Backed by coalition air strikes, the SDF alliance has been fighting to eliminate ISIL from Deir Az Zor since September.

The armed group has invaded much of Syria and neighboring countries Iraq in 2014, but a series of military offensives have reduced this territory to only Baghouz.

In December, US President Donald Trump announced the complete withdrawal of US troops from Syria, claiming that ISIL had been "defeated".

The surprise announcement prompted the US military to warn in a report released this month that the group "could probably resurface in Syria within six to twelve months and return to a restricted territory "if persistent pressures were not maintained.

ISIL still remains present in the vast Badia Desert in Syria and has claimed a series of lethal attacks by dormant cells in areas controlled by the SDS.

Analysts have warned that the US decision to withdraw their troops from Syria would leave a void that would "worsen international and regional conflict" for power and influence in Syria.

"After the defeat of the Islamic State, we can no longer badert that the roots of violence and terrorism are over, the latter being an ideological status and not just a military structure", Assaad Bechara, political badyst and editor-in-chief of the Lebanese newspaper Al Joumhouria, told the Associated Press news agency Monday.

"The American allegations of leaving Syria after completing the mission to defeat the Islamic State lack evidence and are totally illogical," Bechara added.

Kurds jostle for guarantees

Trump's decision to remove about 2,000 US troops also prompted Kurds in Syria to seek comfort.

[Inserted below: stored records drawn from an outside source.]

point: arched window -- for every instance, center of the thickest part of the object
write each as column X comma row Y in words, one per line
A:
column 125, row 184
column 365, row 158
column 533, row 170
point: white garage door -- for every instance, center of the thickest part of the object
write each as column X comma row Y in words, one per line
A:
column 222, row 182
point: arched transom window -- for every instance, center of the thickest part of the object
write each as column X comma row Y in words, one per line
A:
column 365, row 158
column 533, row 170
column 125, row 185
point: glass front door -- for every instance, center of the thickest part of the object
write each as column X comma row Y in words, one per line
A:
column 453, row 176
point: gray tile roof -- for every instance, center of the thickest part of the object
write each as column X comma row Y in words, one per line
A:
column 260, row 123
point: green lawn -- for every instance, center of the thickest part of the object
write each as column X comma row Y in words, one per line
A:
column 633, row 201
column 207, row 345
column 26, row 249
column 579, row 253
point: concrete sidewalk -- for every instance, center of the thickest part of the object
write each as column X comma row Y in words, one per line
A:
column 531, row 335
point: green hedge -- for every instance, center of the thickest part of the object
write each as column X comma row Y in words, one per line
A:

A departure from the United States makes them more vulnerable to the long-term threatened attack by neighboring Turkey, which considers the Kurdish People's Protection Units (YPG) a "terrorist" organization.

YPG haspearly head the SDF, the The main ally of the United States in Syria.

The Kurds largely stayed away from the nearly eight-year civil war in Syria, preferring to build their own semi-autonomous institutions in the north-east of the country.

But the planned withdrawal of the United States has threatened them to come to terms with the Damascus regime, which also opposes Kurdish autonomy.